Kirstin Chadwick (centre) with University Hospital Galway  staff  preparing for the departure of the ambulance carrying her partner James Martin to Shannon Airport.

Kirstin Chadwick (centre) with University Hospital Galway staff preparing for the departure of the ambulance carrying her partner James Martin to Shannon Airport.

 

A Canadian scuba diver who was left almost completely paralysed after getting into difficulty during a dive off the Lusitania shipwreck in Cork will return home to Canada on Thursday after successfully raising more than $90,000 (€82,000) for health and travel costs.

James (Kim) Martin has spent the past two months in University Hospital Galway since suffering serious injuries while surfacing from a dive in early August.

Mr Martin’s partner Kirstin Chadwick, who he was scheduled to marry a week after the dive, made a public appeal in September for support in raising the funds to pay for an air ambulance to return to Canada.

On Wednesday night, Ms Chadwick received confirmation that an air ambulance would be able to bring Mr Martin home. The journey cost $63,000, leaving the couple with around $30,000 to cover the bills from University Hospital Galway for the care Mr Martin, who did not have insurance, received while in Ireland.

James (Kim) Martin and Kirstin Chadwick before Mr Martin was injured while scuba diving in Cork in August. Photograph: Kirstin Chadwick
James (Kim) Martin and Kirstin Chadwick before Mr Martin was injured while scuba diving in Cork in August. Photograph: Kirstin Chadwick

The couple may also donate some of the money to the Kevin Repatriation Trust, Ms Chadwick told the Irish Times while en route in a taxi to Shannon airport, following the ambulance carrying her partner.

While Mr Martin still had a long road to recovery ahead of him, Ms Chadwick said his mood improved significantly after hearing about the public support following interviews with this paper and on RTÉ radio.

“It’s very overwhelming, it’s wonderful,” said Ms Chadwick, who learned about her partner’s injury after reading a short news report about the incident in The Irish Times. She immediately flew to Ireland and has spent the past eight weeks by his side.

Injuries

Mr Martin suffered partial heart failure, was diagnosed with fluid on the brain and received a tracheotomy to help him speak. After a week in hospital he was taken out of induced coma and started to respond to basic commands. He has lost the use of his legs and has limited use of his hands and arms.

Speaking in September, Ms Chadwick expressed her gratitude for the support she received from the local community, particularly the B&B owner who initially refused to take payment but agreed to charge €25 a night after Ms Chadwick insisted on paying.

The couple will fly by air ambulance at 5pm on Thursday to Canada where Mr Martin will be transferred to a hospital room in the town of Huntsville in Ontario.

“Everyone’s asking if I’m excited to bring him home but I just feel privileged,” Ms Chadwick said, adding that 90 per cent of the financial support and online well wishes came from Irish people.

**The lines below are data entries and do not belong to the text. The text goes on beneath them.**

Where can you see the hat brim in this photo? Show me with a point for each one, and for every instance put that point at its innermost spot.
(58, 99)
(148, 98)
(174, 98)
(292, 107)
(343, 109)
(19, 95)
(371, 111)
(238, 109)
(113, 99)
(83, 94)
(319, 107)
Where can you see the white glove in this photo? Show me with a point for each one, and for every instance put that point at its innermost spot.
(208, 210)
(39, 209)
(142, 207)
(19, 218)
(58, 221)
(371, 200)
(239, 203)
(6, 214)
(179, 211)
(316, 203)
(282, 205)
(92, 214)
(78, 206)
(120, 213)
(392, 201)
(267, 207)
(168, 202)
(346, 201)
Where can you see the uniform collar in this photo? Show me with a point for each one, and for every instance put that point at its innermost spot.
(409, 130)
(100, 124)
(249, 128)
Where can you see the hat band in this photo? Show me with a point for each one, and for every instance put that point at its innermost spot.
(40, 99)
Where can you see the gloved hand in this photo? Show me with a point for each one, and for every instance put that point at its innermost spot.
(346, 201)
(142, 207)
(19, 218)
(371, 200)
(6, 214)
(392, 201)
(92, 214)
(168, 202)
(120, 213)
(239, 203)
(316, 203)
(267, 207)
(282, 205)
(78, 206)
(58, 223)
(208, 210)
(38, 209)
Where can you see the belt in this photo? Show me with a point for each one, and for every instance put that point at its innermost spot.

“These are people who have their everyday obligations and problems but thought of helping us and that’s so touching.

“We will never forget the people of Ireland; they were kind, warm, generous and they are family. I’ve been reminded that the world is a beautiful place filled with beautiful people and when it falls apart, you can count on strangers to help you put the piece back together.

“I said to the University Hospital Galway staff and I say to everyone who has helped us: you saved my best friend, my fiancé, my hero and in doing so, you saved me. Thank you for giving Kim and I a second chance at life; thank you for sending us back home.”